Album Review: Midnights by Taylor Swift
January 14, 2023
Since 2006, when Taylor Swift released her first single, “Tim McGraw,” she has been an undeniable presence in the music industry, winning 11 Grammy Awards, 34 American Music Awards, 29 Billboard Music Awards, 84 Guinness World Records, 14 MTV Video Music Awards, an Emmy Award, and many more accolades. This lengthy list does not even begin to consider Swift’s massive commercial success, systematic changes to the music industry, and profound impact on popular culture. Even her biggest hater can not deny that Taylor Swift is an unstoppable force, so it comes as no surprise that her new album, Midnights, is proving to be just as successful or even more so than any album released by Swift thus far. In its limited time since release, Midnights has already earned the most single-day streams of any album from any artist, reached number one on the Billboard Top 200, and taken up all of the top 10 on the Billboard Top 100–the most of any album.
Midnights, released October 21, 2022, is a lesson in pop perfection with lyrics that reveal a mature, self-aware, and at times self-loathing artist. To any steadfast fan or casual listener of Swift, Midnights feels both entirely new and completely familiar. This is because, while this is her first venture into the genre of bedroom pop, the profound lyrics, trademark of Swift, are still front and center.
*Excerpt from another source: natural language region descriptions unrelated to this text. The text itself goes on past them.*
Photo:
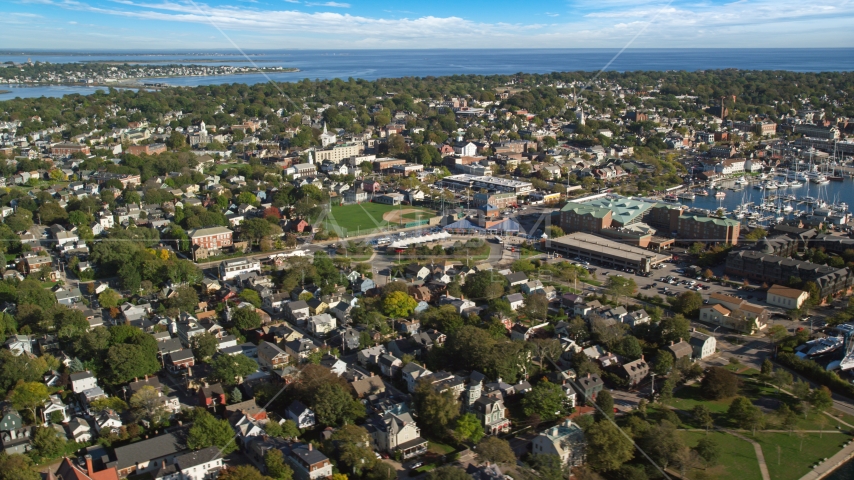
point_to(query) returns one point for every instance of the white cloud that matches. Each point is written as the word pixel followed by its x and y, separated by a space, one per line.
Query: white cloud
pixel 329 4
pixel 590 23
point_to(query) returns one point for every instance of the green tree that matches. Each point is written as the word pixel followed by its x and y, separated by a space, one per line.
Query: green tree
pixel 109 298
pixel 185 299
pixel 709 450
pixel 208 431
pixel 546 400
pixel 229 369
pixel 399 305
pixel 663 362
pixel 29 396
pixel 382 471
pixel 176 140
pixel 821 399
pixel 607 447
pixel 277 468
pixel 702 416
pixel 719 383
pixel 241 472
pixel 132 360
pixel 438 410
pixel 334 406
pixel 18 467
pixel 549 467
pixel 485 285
pixel 535 306
pixel 49 442
pixel 621 286
pixel 246 319
pixel 495 450
pixel 688 303
pixel 662 443
pixel 108 403
pixel 468 428
pixel 286 429
pixel 251 296
pixel 147 404
pixel 673 329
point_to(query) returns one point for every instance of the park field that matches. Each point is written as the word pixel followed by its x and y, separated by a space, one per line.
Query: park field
pixel 350 220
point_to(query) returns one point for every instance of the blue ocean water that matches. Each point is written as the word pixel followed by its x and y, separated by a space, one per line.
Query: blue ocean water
pixel 373 64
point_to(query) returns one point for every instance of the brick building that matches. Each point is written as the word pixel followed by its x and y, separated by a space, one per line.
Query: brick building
pixel 214 238
pixel 69 149
pixel 708 229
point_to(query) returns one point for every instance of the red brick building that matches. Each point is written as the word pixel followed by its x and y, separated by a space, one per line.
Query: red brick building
pixel 69 149
pixel 214 238
pixel 153 149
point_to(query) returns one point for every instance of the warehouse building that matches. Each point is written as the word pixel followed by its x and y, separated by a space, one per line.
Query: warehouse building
pixel 601 250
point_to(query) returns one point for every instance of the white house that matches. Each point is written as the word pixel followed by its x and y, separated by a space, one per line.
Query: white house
pixel 79 430
pixel 108 420
pixel 203 464
pixel 54 404
pixel 411 373
pixel 322 324
pixel 565 440
pixel 788 298
pixel 300 414
pixel 82 381
pixel 702 345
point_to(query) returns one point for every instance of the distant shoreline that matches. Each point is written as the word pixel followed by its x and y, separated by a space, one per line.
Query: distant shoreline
pixel 137 82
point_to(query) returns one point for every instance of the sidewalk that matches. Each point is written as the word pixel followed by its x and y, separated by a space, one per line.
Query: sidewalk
pixel 831 464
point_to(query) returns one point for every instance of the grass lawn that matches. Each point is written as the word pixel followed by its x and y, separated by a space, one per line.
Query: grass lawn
pixel 687 397
pixel 218 169
pixel 440 448
pixel 793 462
pixel 365 217
pixel 738 460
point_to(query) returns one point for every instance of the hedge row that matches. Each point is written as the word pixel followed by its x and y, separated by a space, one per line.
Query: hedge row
pixel 816 373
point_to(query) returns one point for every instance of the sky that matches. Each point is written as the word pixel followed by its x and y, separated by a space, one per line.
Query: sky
pixel 406 24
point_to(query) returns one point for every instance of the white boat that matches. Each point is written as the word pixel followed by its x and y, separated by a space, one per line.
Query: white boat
pixel 817 178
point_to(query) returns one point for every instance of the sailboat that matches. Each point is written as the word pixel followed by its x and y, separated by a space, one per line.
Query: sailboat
pixel 835 177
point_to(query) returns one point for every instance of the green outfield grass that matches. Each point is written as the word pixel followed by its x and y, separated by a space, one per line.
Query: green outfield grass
pixel 366 217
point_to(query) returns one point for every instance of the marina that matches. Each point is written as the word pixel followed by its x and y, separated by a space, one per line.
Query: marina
pixel 767 199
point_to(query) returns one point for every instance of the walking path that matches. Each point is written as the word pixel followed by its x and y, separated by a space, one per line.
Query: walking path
pixel 831 464
pixel 760 457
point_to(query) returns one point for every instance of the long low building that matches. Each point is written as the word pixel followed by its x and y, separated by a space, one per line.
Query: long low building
pixel 598 249
pixel 766 267
pixel 492 184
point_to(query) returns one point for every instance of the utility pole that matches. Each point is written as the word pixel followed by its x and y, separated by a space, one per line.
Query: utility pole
pixel 652 390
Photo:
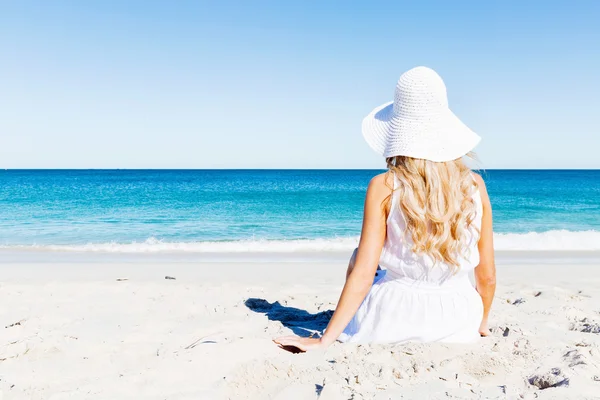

Midnights leaves the listener with no doubts that Swift has left the wooded cabin of folklore and evermore and has returned to the shining city lights of 1989 and reputation, albeit with the lights a little dimmer, reflecting an artist who is older and wiser than before.
Swift has presented the album as a conglomeration of midnights throughout her life, both the good and the bad. The topics explored are some of the usual suspects in Swift’s writing: love, reputation, expectations, and self-reflection, but the way in which these topics are explored is intriguing as always. One of the album’s biggest standouts comes from the lead single entitled “Anti-Hero.” With a snarky chorus that proclaims: “It’s me / Hi! / I’m the problem, it’s me,” this song still harbors introspective lyrics that are a masterclass in the art of the “sad bop.” Meanwhile, “Snow On The Beach,” which features Lana Del Rey, allows Swift to return to her roots, exploring love with a whimsical melody as she asks her lover, “Are we falling like snow on the beach?” Later in the album, Swift seems to address her foes Kanye West and Scooter Braun in “Karma” and “Vigilante Sh*t,” saying that “[her] pennies made [their] crown” and advising the listener, “don’t get sad, get even.” The standard album is masterfully ended with “Mastermind,” a track in which Swift examines her proclivity to plan things out. This is possibly a tongue-in-cheek reference to the longstanding common media criticism of her “calculated” nature, but Swift states in response that “if you fail to plan you plan to fail.”
The synth-pop sound of Midnights may serve as a stark contrast to the subdued-folk sound of folklore or even to the twangy-country sound of 2006’s Taylor Swift, but there is one thing that unites these three albums: they are 100 percent Swift. Taylor Swift once said, “I will never change, but I will never stay the same either.” This sentiment is immediately apparent on Midnights, with lyrics that show no matter how many stadiums she has sold out or awards she has won, she will always be the girl who wrote songs on the floor of her bedroom, dreaming of fairy tales. Even though Swift now seems to dream more about being “[killed] for the money” than about fairytales, one thing remains true: Taylor Swift will be there to be the soundtrack to all of our loves, heartbreaks, and midnights.